Your palms just got sweaty, huh? Good! In 2016, an independent study found that 85% of critical positions were filled via networking. Although we live in a society that essentially thrives via mobile phone, good, old fashioned networking still remains king when it comes to landing a good job quickly. I’m what’s called an extroverted introvert. Which essentially means I can play the game and talk the talk effectively, but I’d much sooner gouge my eyes out with the sharp edge of a Taylor Dayne cd cover than “work” a room full of randos hell bent on (gulp!) small talk. However, my last two jobs came from mining my network. I treated people to coffee. I asked them to keep an eye out for anyone looking for a kick-ass Assistant. I attached resumes to every online conversation I had so that they had it at the ready. And in about a month I had 3 job offers. To be clear, networking wears many cute coats. Choose at least a couple that feel comfortable to you. There are a consistent number of networking events hosted by companies looking to hire or social groups who have mastered bringing people together with alcohol and DJs. My suggestion is that you grab a stack of business cards and attend at least a couple of them. I’ve found that they’re much less scary than they appear and the consistently awkward, High School moments that run like tapes in your head will quickly disappear once you start chatting with others in the room with the same anxieties and preconceptions. You never know, your next dream job at that “everything’s free” tech startup could be one networking event away!
4. Get a Recruiter
Go to the people with the jobs. It’s pretty simple. Your goal when searching for a new job is to get your resume in front of as many relevant eyes as possible. Yes, do all of the aforementioned. But be sure to add a specialist into the mix. Often recruiters have a more direct line to the companies you want to work for and have likely spent quality time meeting core members of the team. Which means they can offer up specific info on culture, working conditions, and those little nuance-y things that can often sway an applicant in one direction or the other. Additionally, they can advocate for you and apply a little, um, concealer in case you’re deficient in a requirement or two.
The best way to partner with a recruiter is to be VERY SPECIFIC about what type of role you want and the type of company or team you want to join. Telling a busy-ass recruiter, “Here’s my resume. Let me know if anything interesting comes across your desk,” will likely mean your resume is competing in the super-secret, paper airplane contest recruiters held throughout the day for the non-respectful-of-time-and-effort idiots who would even dare.

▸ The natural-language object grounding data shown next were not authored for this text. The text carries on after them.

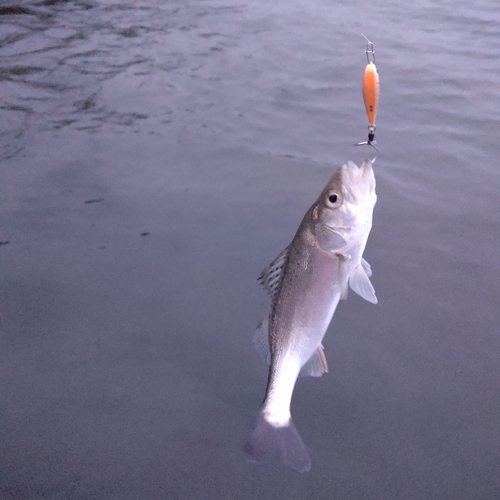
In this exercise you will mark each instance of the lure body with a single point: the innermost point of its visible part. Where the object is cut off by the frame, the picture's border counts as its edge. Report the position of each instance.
(371, 91)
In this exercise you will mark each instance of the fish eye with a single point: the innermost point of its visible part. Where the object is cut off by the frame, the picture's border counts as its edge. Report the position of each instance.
(333, 199)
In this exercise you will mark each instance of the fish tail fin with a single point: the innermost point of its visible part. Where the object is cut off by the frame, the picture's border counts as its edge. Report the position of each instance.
(271, 442)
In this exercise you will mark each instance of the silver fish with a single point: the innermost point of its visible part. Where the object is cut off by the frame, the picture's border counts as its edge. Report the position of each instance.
(306, 282)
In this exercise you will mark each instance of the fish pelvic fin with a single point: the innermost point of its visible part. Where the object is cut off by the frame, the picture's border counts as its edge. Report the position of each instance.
(261, 340)
(360, 283)
(316, 365)
(270, 441)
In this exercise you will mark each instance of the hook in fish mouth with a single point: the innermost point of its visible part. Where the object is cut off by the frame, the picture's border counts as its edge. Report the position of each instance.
(367, 143)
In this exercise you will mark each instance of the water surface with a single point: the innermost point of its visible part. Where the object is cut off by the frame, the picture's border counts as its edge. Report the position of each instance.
(155, 157)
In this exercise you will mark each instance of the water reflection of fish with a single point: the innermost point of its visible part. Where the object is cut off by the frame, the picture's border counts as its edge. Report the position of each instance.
(306, 282)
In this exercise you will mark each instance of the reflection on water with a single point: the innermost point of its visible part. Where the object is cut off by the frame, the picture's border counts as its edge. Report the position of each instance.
(156, 155)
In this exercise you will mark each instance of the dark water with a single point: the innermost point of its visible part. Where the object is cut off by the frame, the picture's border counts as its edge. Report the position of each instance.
(155, 157)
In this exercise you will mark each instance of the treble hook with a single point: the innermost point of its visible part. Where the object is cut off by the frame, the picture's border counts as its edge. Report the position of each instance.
(370, 53)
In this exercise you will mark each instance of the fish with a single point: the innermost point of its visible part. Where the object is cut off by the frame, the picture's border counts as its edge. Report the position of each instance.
(305, 283)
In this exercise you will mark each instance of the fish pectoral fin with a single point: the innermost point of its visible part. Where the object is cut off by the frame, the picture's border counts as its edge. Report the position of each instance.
(261, 340)
(367, 268)
(316, 365)
(360, 283)
(271, 275)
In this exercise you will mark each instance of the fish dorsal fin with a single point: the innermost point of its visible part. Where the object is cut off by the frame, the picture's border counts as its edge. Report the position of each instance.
(360, 283)
(271, 275)
(316, 365)
(261, 340)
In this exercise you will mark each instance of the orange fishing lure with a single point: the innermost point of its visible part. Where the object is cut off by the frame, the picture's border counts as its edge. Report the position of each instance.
(371, 91)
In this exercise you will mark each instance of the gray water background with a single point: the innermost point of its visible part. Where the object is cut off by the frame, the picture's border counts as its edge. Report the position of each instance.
(201, 132)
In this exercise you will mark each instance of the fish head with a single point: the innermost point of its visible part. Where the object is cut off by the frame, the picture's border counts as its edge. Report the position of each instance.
(342, 215)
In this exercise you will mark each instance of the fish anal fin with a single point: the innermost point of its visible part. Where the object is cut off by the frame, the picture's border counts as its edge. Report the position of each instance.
(360, 283)
(316, 365)
(261, 340)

BE SPECIFIC! #aintnobodygottimeforthatBS
5. Be Patient. Be Diligent.
Depending upon your industry and location, it now takes about 3 months to land your next role. The market is still hot. Which means competition is intense. Employers are seeing everybody and their mama with each of these roles instead of pulling the trigger quickly like they did in the 2000s. It takes time. Simple as that. So, get yourself prepared and start your search early, realizing that it’s probably going to take a little while. And be diligent. Check in with your recruiter every Friday. Attend as many networking events as you can handle. Reach out to people a couple of times vs. just once as we’re all busy and often need reminders. Again, be diligent. If you want something, put in the work to get it. Don’t look at it as being annoying. Look at it as doing the work necessary to secure your future.
Finding a new job is a chore. I’m not going to blow sunshine up your nethers and tell you it isn’t. However, if you’re prepared, have the correct attitude, are willing to put in the work and maybe risk a little embarrassment, you’ll be shocked to find that chance will smile on you much quicker than if you blindly applied to a bunch of job postings and sat on your hands. Networking is king. But hedge your bets and follow all of the steps above. You’ll win. I promise.